9. The proviso to Rule 29(a) of the Andhra Pradesh State and Subordinate Rules provides that when more than one approved probationers are available for appointment as full members the senior most approved probationer on the date of vacancy shall be appointed. In the present case, when both the appellant and the respondent commenced their probation on the same date in the same class the proviso to Rule 29(a) is of no aid. There are no Rules to govern this class of cases.
10. On behalf of the appellant it was said that the respondent was appointed on 10 July, 1961, but was confirmed with effect from 1 April, 1963 and, therefore, that should be taken as the date of appointment of the respondent.

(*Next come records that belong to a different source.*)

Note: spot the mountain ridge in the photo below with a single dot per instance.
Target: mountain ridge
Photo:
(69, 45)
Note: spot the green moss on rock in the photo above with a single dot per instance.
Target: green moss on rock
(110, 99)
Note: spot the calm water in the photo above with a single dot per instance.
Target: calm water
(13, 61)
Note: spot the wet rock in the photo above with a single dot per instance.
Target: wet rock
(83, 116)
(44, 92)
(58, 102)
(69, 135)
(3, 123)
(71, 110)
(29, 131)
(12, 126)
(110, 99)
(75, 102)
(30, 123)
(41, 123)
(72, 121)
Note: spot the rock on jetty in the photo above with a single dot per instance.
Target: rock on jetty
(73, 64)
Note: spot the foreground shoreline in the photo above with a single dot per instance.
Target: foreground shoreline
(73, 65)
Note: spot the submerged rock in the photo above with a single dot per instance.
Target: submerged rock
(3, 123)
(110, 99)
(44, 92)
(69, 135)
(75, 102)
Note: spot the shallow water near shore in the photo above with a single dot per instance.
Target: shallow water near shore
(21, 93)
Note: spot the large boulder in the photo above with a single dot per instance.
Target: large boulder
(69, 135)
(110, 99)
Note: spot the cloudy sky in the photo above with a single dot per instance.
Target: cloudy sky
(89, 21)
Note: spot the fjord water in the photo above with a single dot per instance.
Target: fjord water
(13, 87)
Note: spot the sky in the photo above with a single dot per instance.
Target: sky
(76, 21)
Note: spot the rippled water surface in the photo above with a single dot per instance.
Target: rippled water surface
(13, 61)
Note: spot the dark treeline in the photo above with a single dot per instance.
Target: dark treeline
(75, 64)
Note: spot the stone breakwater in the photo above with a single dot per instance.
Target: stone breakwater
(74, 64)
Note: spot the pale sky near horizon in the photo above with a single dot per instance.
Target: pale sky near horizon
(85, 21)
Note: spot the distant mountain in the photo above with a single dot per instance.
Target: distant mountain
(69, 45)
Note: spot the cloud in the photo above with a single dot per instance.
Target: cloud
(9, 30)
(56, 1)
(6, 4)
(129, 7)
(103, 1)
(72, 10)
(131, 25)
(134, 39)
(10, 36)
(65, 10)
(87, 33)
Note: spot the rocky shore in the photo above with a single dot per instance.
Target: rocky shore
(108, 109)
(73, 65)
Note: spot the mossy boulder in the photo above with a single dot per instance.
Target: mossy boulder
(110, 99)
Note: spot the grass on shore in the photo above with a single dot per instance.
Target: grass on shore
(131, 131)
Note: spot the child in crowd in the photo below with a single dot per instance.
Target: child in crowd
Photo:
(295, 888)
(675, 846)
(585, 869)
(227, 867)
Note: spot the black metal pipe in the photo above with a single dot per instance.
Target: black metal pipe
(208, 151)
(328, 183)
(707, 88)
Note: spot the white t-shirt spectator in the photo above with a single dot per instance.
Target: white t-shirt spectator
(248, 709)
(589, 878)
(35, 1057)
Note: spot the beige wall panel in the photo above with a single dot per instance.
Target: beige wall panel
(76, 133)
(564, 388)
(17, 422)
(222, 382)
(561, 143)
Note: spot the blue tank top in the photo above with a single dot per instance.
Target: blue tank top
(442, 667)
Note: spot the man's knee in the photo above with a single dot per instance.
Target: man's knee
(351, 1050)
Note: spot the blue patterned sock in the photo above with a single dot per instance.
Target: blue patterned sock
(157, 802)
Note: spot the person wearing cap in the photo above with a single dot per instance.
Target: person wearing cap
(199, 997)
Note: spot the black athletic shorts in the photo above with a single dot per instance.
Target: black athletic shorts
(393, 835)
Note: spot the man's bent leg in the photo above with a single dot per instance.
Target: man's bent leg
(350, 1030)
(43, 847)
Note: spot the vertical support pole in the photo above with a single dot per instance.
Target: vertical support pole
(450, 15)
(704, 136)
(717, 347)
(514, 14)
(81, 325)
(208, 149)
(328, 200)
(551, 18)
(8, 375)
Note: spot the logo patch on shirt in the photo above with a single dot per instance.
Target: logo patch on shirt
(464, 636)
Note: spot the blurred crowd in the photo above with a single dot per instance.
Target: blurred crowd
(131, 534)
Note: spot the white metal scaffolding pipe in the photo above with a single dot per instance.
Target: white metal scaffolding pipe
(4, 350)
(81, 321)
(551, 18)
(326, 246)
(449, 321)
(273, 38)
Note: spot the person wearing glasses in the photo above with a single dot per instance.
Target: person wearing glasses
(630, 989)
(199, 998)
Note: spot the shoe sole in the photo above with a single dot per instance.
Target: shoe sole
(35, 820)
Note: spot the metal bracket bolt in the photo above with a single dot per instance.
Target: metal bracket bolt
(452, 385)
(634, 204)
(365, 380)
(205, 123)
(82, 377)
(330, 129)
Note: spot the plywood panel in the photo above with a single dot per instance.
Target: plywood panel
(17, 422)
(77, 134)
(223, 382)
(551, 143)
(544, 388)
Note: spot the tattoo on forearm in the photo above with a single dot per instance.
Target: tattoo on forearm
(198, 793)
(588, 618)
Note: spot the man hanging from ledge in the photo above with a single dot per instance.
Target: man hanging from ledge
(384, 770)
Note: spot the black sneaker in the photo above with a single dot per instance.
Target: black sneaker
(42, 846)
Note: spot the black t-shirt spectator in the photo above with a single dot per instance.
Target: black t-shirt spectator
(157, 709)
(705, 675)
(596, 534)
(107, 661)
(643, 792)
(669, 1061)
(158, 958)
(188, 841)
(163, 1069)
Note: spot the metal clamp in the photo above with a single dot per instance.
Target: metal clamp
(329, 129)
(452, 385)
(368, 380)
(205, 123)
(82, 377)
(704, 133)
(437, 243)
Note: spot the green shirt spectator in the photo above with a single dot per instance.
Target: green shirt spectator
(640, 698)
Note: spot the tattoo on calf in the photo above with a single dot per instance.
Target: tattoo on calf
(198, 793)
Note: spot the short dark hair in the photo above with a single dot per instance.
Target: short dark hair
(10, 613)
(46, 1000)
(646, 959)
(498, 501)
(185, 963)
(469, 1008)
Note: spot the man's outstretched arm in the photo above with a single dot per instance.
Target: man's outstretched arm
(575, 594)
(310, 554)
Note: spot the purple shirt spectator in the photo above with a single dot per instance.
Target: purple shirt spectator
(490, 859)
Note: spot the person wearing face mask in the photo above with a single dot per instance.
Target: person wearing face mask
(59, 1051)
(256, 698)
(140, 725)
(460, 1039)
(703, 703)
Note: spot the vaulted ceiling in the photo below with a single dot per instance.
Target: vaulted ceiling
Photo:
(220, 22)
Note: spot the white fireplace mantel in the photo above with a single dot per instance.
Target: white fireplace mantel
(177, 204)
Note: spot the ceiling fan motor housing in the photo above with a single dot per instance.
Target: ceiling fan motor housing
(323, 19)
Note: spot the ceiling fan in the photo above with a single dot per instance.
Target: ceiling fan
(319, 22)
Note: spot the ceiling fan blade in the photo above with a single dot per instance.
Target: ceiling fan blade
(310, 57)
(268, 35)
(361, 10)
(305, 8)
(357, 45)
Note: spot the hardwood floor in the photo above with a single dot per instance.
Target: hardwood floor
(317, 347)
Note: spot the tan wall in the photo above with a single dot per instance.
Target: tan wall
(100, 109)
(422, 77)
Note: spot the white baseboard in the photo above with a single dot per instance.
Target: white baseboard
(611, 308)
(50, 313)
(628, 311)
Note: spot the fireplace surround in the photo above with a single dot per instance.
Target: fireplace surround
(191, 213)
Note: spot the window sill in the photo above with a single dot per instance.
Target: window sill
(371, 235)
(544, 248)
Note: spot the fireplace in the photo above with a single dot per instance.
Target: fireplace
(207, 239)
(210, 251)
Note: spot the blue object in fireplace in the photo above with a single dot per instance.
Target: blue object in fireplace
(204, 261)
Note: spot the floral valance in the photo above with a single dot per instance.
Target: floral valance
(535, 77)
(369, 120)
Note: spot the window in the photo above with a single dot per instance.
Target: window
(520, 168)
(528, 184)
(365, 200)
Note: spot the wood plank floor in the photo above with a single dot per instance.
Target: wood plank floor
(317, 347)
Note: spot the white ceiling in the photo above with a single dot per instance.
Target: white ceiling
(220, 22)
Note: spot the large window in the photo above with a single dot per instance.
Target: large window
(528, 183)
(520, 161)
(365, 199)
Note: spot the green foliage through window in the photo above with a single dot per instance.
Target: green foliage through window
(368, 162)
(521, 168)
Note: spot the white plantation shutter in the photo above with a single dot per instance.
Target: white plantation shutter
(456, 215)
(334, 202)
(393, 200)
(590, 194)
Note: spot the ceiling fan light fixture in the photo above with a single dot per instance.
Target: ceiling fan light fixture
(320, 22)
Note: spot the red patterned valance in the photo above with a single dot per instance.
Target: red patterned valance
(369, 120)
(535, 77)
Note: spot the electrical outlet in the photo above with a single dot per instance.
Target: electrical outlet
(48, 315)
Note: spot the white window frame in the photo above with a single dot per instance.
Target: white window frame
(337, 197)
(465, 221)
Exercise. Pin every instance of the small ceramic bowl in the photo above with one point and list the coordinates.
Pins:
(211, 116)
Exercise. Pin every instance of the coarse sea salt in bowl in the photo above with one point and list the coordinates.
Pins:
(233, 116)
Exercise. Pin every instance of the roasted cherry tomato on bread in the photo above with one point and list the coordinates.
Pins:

That is ignoring; the fact that the respondent was appointed in fact by transfer on 10 July, 1961 The High Court rightly said that if both the appellant and the respondent completed the probation before 1 April, 1963 and if there are no Rules or Regulations in that behalf it will be open to the Government in the performance of it executive functions to consider the respective merits and determine the inter se seniority, The Government consulted the Public Service Commission The Commission considered the respondent as suitable and agreed to his absorption as regular Deputy Secretary to Government, Law Department.
11. In the second proviso to Rule 3(3) of the State Legal Service Rules which was in force at the time of the appointment of the respondent as Deputy Secretary it is provided that of the two posts of Deputy Secretaries in the Law Department one post shall be held by a member of the State Judicial Service. At the time of the Appointment of the respondent as Deputy Secretary in the Law Department on 10 July, 1961 he continued to be a member of the State Judicial Service. The benefit of any rights or privileges which had accrued by virtue of the first proviso to General Rule 3 prior to its deletion in January 1963 cannot be denied to the respondent inasmuch as there could hardly be any doubt that the respondent would have been entitled to continue to hold the post reserved for the State Judicial Officer and entitled to the benefits and privileges, including confirmation by virtue of the proviso to General Rule 3.
12. For these reasons we uphold the judgment of the High Court and dismiss the appeal. Each party will pay and bear his own costs.